Tax advantages
Anyone taking out Pillar 3a life insurance can look forward to a lower tax bill under certain circumstances. However, life insurance also involves tax liabilities. Find out here how you are guaranteed to reduce tax and what you must consider to ensure that your life insurance policy is properly taxed.
Save tax – this is how it works
You can systematically save tax with life insurance, mainly through the statutory provisions of Pillar 3a. To do so, the pension contributions you have paid in (employees up to CHF 7,258 and the self-employed up to CHF 36,288 p.a.) can be deducted from taxable income. This reduces the annual tax burden.
Correct declaration on your tax return
This is how you have to declare your life insurance on your tax return to benefit from the tax deduction:
Pillar 3a life insurance
Regular premium payments or contributions can be declared under the heading “Contributions to recognized forms of tied private pension provision (Pillar 3a)”. Here the maximum value for private individuals is CHF 7,258, and for the self-employed CHF 36,288 p.a.
Pillar 3b life insurance
These contributions can be recorded on your tax return under the heading “Insurance premiums and interest from savings capital”. Here too, there are maximum permissible deductible amounts that vary depending on the individual situation. They are based on payments made into Pillar 2 (pension fund or occupational pension scheme) or into Pillar 3a.

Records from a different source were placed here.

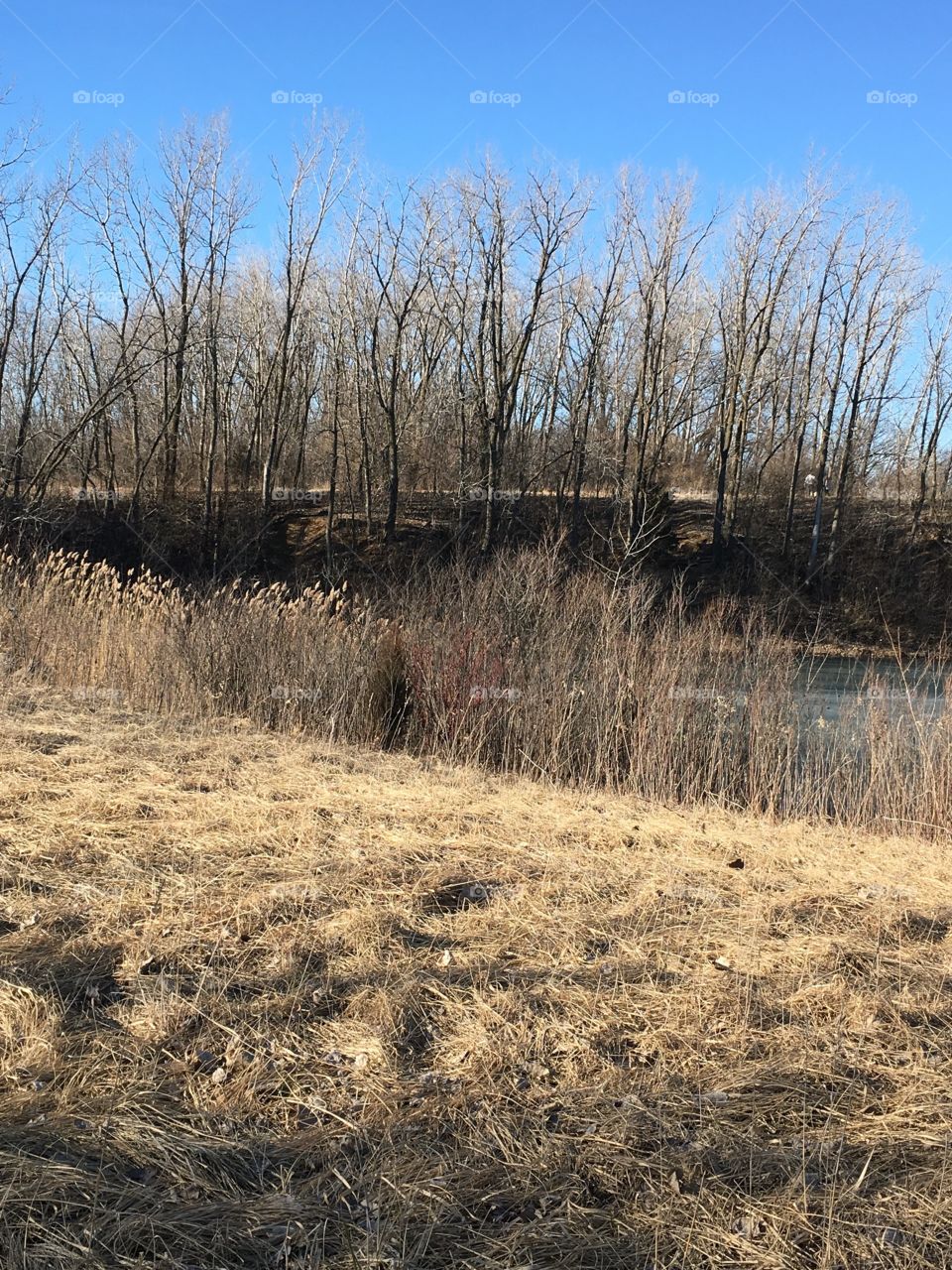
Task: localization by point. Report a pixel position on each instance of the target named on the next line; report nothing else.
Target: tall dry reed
(524, 667)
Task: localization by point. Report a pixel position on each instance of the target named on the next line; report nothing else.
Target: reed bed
(268, 1003)
(525, 668)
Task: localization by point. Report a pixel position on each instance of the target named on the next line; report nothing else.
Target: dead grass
(267, 1002)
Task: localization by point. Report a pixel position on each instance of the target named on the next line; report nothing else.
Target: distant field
(267, 1002)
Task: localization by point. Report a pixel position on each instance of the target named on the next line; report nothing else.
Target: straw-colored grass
(271, 1002)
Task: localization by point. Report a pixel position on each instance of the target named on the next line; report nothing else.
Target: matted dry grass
(266, 1002)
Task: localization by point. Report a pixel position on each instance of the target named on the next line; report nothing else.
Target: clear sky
(581, 82)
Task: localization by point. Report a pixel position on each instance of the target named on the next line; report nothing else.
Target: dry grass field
(272, 1002)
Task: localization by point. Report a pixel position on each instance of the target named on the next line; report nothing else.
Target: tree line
(475, 335)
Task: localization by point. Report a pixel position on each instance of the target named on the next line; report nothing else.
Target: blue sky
(581, 82)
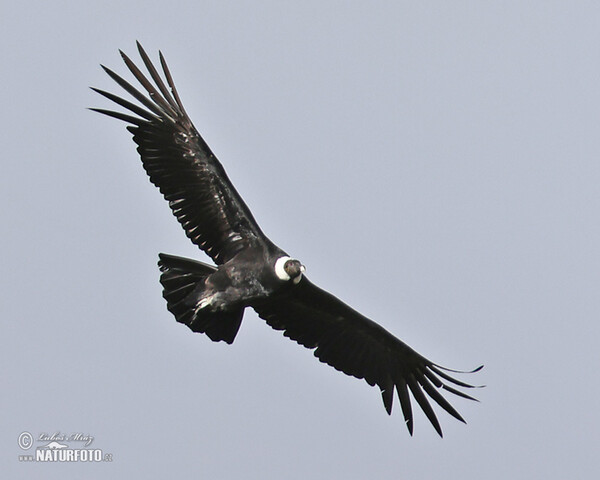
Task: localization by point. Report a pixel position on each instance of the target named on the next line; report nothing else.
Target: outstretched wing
(357, 346)
(182, 166)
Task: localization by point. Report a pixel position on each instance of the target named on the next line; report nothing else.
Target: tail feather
(180, 278)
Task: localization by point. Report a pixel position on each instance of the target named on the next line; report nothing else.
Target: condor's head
(287, 269)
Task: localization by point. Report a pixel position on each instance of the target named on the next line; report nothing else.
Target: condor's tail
(180, 278)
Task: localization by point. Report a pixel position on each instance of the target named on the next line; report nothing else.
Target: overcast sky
(433, 164)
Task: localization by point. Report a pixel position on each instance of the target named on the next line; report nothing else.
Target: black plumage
(250, 270)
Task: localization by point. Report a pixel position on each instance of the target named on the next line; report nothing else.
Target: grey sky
(433, 164)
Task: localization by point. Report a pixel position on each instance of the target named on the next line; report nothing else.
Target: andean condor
(250, 270)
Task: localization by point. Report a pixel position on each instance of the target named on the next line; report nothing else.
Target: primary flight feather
(250, 270)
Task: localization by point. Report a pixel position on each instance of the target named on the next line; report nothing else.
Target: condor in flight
(250, 270)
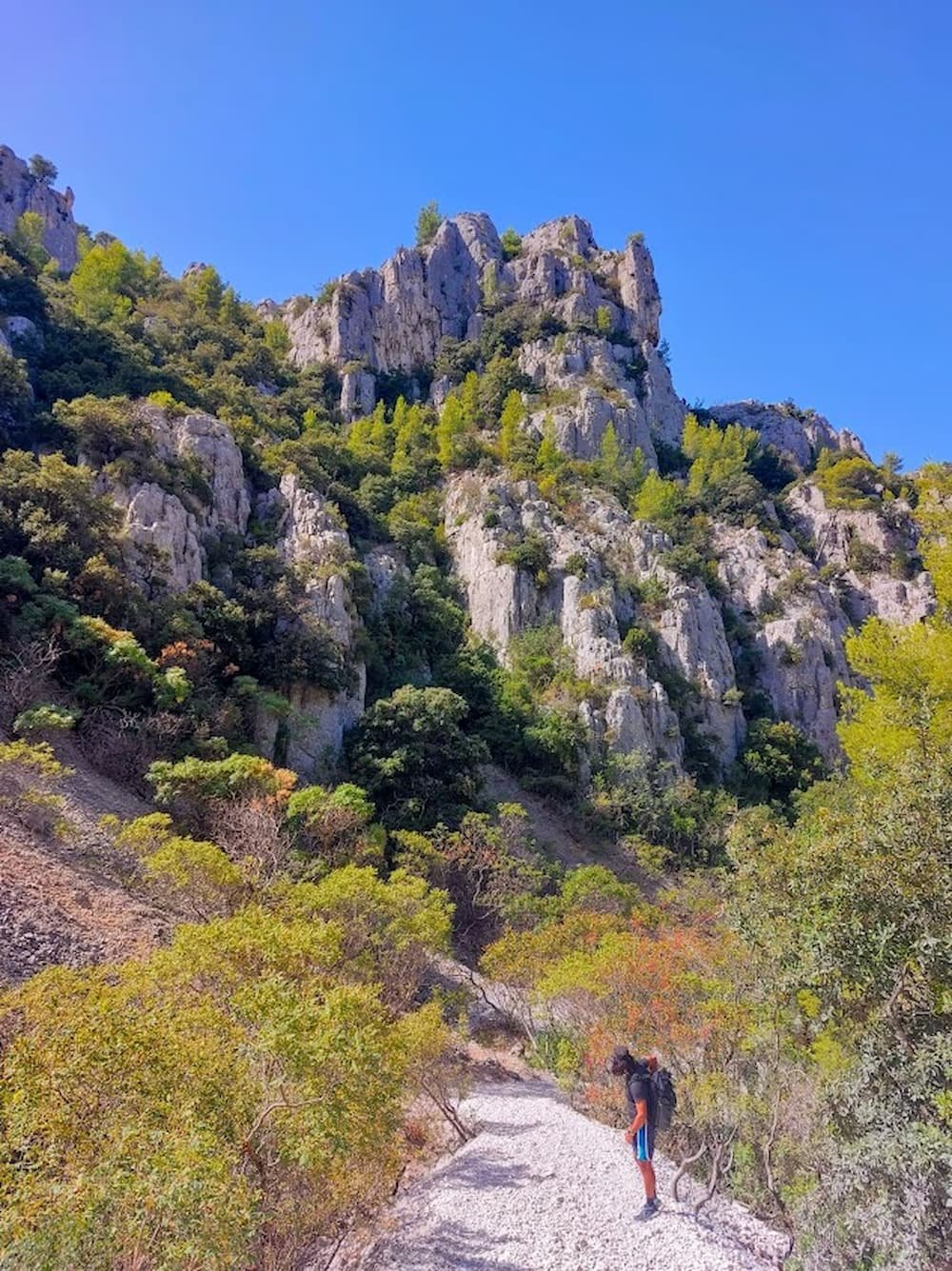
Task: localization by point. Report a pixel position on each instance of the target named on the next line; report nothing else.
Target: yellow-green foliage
(187, 872)
(227, 1097)
(717, 454)
(387, 925)
(29, 776)
(934, 514)
(109, 279)
(909, 710)
(852, 482)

It is important to bear in mind that health insurance premiums can also be entered under this heading. If the maximum deduction under the heading is reached when health insurance premiums are entered, no further deductions can be made through Pillar 3b.
Tax liability
In Switzerland, life insurance is subject to wealth tax under the provisions of Pillar 3b. If you take out Pillar 3b life insurance, you must therefore declare it on your tax return. We have summarized the key provisions for you concerning the tax liability of life insurance.
Life insurance that can be surrendered is subject to wealth tax.
A policy that can be surrendered means it is clear that the insured risk (death or survival) will occur, but it is unclear when. Policyholders can cancel these types of insurance contracts and ask the insurer for the surrender value, provided that the insurance premium was paid over a period of three years. This type of life insurance is subject to wealth tax.
Saved capital under Pillar 3a
Assets that have been saved with life insurance through Pillar 3a (e.g. with the Pillar 3a pension account) are not subject to wealth tax. Income tax at a reduced rate only becomes due if Pillar 3a is regularly paid out after retirement.